Sets
A set is an unordered collection of unique elements in Python. Sets are one of Python’s built-in data structures and are particularly useful when you need to ensure that all elements in a collection are distinct or when you need to perform mathematical set operations like unions, intersections, and differences.
Creating Sets
There are several ways to create a set in Python:
1. Using Curly Braces {}
# Creating a set with curly braces
fruits = {"apple", "banana", "cherry"}
print(fruits) # Output might be: {'cherry', 'banana', 'apple'}
2. Using the set()
Constructor
# Creating a set from a list
colors = set(["red", "green", "blue"])
print(colors) # Output might be: {'blue', 'green', 'red'}
# Creating a set from a string
letters = set("hello")
print(letters) # Output: {'h', 'e', 'l', 'o'} (note only unique letters)
3. Creating an Empty Set
# Empty set (must use the constructor, as {} creates an empty dictionary)
empty_set = set()
print(empty_set) # Output: set()
print(type(empty_set)) # Output: <class 'set'>
# This creates an empty dictionary, not a set
empty_dict = {}
print(type(empty_dict)) # Output: <class 'dict'>
Important:
You cannot create an empty set using just curly braces {}
. This syntax creates an empty dictionary. To create an empty set, you must use the set()
constructor.
Key Characteristics of Sets
- Unordered: Elements in a set have no specific order. You cannot access elements by index or key.

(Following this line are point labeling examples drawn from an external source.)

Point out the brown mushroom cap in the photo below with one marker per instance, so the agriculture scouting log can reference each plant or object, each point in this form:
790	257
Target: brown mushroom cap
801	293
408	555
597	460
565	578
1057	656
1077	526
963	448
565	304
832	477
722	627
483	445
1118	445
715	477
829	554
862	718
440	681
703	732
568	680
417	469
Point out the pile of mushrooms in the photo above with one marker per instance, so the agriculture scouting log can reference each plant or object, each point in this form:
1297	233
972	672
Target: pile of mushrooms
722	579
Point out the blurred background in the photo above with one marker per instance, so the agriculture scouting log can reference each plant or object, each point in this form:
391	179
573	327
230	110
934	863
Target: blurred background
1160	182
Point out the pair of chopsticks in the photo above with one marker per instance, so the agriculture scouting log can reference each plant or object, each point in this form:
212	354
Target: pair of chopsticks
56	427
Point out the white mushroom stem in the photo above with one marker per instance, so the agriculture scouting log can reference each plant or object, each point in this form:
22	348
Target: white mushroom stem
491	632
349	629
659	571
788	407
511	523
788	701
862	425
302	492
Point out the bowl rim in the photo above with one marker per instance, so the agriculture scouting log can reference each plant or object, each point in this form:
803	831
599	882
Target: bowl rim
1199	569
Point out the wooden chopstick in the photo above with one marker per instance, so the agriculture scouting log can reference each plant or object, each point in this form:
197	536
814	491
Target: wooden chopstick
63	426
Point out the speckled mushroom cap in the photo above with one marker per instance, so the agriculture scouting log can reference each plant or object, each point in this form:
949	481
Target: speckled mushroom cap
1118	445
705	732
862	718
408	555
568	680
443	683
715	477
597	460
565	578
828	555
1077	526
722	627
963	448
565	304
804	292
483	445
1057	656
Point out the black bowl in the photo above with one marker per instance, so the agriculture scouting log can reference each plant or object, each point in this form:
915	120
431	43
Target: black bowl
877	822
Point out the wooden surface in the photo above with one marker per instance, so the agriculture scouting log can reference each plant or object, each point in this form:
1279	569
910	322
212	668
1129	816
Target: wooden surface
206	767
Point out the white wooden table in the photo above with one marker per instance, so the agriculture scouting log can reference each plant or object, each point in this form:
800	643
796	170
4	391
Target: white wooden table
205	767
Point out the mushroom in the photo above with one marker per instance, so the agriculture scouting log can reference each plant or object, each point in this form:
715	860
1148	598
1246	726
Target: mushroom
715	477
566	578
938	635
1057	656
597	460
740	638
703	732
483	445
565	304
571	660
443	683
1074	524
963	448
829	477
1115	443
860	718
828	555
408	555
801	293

- Unique Elements: Sets automatically remove duplicates. Each element can appear only once.
- Mutable: You can add or remove elements from a set after it’s created.
- Heterogeneous: Sets can contain elements of different data types.
- Hashable Elements: Set elements must be hashable (immutable) data types like numbers, strings, or tuples. Lists, dictionaries, and other sets cannot be elements of a set.
# Demonstrating uniqueness
numbers = {1, 2, 3, 2, 1, 4, 5}
print(numbers) # Output: {1, 2, 3, 4, 5} (duplicates are removed)
# Heterogeneous data types
mixed_set = {1, "hello", (1, 2, 3)}
print(mixed_set) # Output might be: {1, 'hello', (1, 2, 3)}
# Error if we try to add unhashable elements
try:
invalid_set = {1, [2, 3], 4} # This will cause an error
except TypeError as e:
print(f"Error: {e}") # Output: Error: unhashable type: 'list'
Basic Set Operations
Adding Elements
fruits = {"apple", "banana", "cherry"}
# Add a single element
fruits.add("orange")
print(fruits) # Output might be: {'orange', 'cherry', 'apple', 'banana'}
# Add multiple elements using update()
fruits.update(["mango", "grapes"])
print(fruits) # Output might include all fruits
Removing Elements
fruits = {"apple", "banana", "cherry", "orange", "mango"}
# Remove an element (raises KeyError if not found)
fruits.remove("banana")
print(fruits) # Output: set without 'banana'
# Discard an element (no error if not found)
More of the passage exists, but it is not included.